OOP & Simple models for ice break up#
An effective way to create and use python model is by using and Object Oriented Programming approach, in our case we will use the class IceModel
to construct different models by instancing an object of the class.
In part 1 of this interactive textbook you familiarized yourself with the Nenana Ice Classic, got introduce to a new data structure,DataFrames
, explore variables that may help to predict the break up, and learned some basic preprocessing techniques.
import pandas as pd
import numpy as np
from datetime import time ,datetime,timedelta
from scipy import stats
import matplotlib.pyplot as plt
def decimal_time(t, direction='to_decimal'):
""" Convert time object to decimal and decimal to time object depending on the direction given
Arguments:
t : datetime object if `direction is 'to_decimal'`
float if `direction='to_hexadecimal'`
Returns:
float if direction is 'to_decimal'
datetime object if direction is 'to_hexadecimal'
"""
if direction =='to_decimal':
return t.hour+t.minute/60
elif direction=='to_hexadecimal':
hours=int(t)
minutes=int((t-hours)*60)
return time(hours,minutes)
else:
raise ValueError("Invalid direction, choose 'to_decimal'or 'to_hexadecimal'")
class IceModel(object):
"""
Simple model that fits trend to historic data to extrapolate future break up date.
Only considers previous break up dates.
The model compute the date and day separately
METHODS:
polyfit: Polinomic fit
distfit: Fits distributions
predict: Predicts the value of a variable based on the fit/dist
get_prediction: Calles predict to get date and time
"""
def __init__(self, df_dates:pd.DataFrame, df_variables=None):
"""
Initializing object with DataFrame with break up dates.
Arguments:
----------
df_dates: pandas DataFrame
DataFrame with break up dates.
df_variables:pandas DataFrame, optional):
DataFrame with additional variables.
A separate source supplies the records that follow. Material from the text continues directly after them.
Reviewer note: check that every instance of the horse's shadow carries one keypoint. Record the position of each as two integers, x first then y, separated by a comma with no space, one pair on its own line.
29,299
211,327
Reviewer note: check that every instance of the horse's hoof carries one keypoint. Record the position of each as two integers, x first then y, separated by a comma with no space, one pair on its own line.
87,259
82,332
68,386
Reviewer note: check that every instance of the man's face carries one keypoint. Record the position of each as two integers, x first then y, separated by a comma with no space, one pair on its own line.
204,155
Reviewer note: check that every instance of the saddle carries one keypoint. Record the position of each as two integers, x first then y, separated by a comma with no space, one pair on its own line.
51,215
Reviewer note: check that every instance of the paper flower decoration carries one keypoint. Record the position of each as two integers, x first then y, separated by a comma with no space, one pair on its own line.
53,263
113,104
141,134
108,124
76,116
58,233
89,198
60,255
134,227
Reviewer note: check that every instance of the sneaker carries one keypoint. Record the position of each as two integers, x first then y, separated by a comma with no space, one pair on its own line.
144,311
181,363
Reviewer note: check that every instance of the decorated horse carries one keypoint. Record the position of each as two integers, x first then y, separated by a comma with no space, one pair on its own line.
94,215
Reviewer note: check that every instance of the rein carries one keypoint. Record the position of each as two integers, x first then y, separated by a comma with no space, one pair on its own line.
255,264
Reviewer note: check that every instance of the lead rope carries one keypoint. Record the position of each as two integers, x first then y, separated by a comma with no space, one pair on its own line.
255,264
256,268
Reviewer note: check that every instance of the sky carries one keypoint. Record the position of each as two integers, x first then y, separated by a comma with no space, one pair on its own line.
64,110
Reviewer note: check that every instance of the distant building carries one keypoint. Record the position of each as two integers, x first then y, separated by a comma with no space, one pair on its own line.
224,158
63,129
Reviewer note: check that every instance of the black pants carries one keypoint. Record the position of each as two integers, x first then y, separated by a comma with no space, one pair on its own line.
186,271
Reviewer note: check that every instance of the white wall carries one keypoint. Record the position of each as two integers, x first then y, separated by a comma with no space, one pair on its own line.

Defaults to None.
"""
self._df_dates = df_dates.copy()
self.df_variables = df_variables.copy() if df_variables is not None else pd.DataFrame()
self._predicted_day_of_break_up = None
self._predicted_time_of_break_up = None
# Initialize created properties tracker
self._created_properties = set()
# Dynamically create properties for each column in df_variables
if not self.df_variables.empty:
for column in self.df_variables.columns:
self._create_property(column, self.df_variables[column])
def _create_property(self, name, data):
"""Creates a property with a getter and setter for a given data Series or DataFrame column.
Args:
name (str): Name of the property.
data (pandas Series): Data to be used for the property.
"""
if len(data) != len(self._df_dates):
raise ValueError("The length of the data must match the length of df_dates.")
private_name = '_' + name
setattr(self, private_name, data)
def getter(self):
return getattr(self, private_name)
def setter(self, value):
if len(value) != len(self._df_dates):
raise ValueError("The length of the value must match the length of df_dates.")
setattr(self, private_name, value)
setattr(self.__class__, name, property(fget=getter, fset=setter))
self._created_properties.add(name)
def add_property(self, series, name_prop='new_property'):
"""Adds a new property to the class based on the provided Series.
Args:
series (pandas Series): Series to be added as a property.
name_prop (str): Name of the new property.
"""
if not isinstance(series, pd.Series):
raise TypeError("The argument must be a pandas Series.")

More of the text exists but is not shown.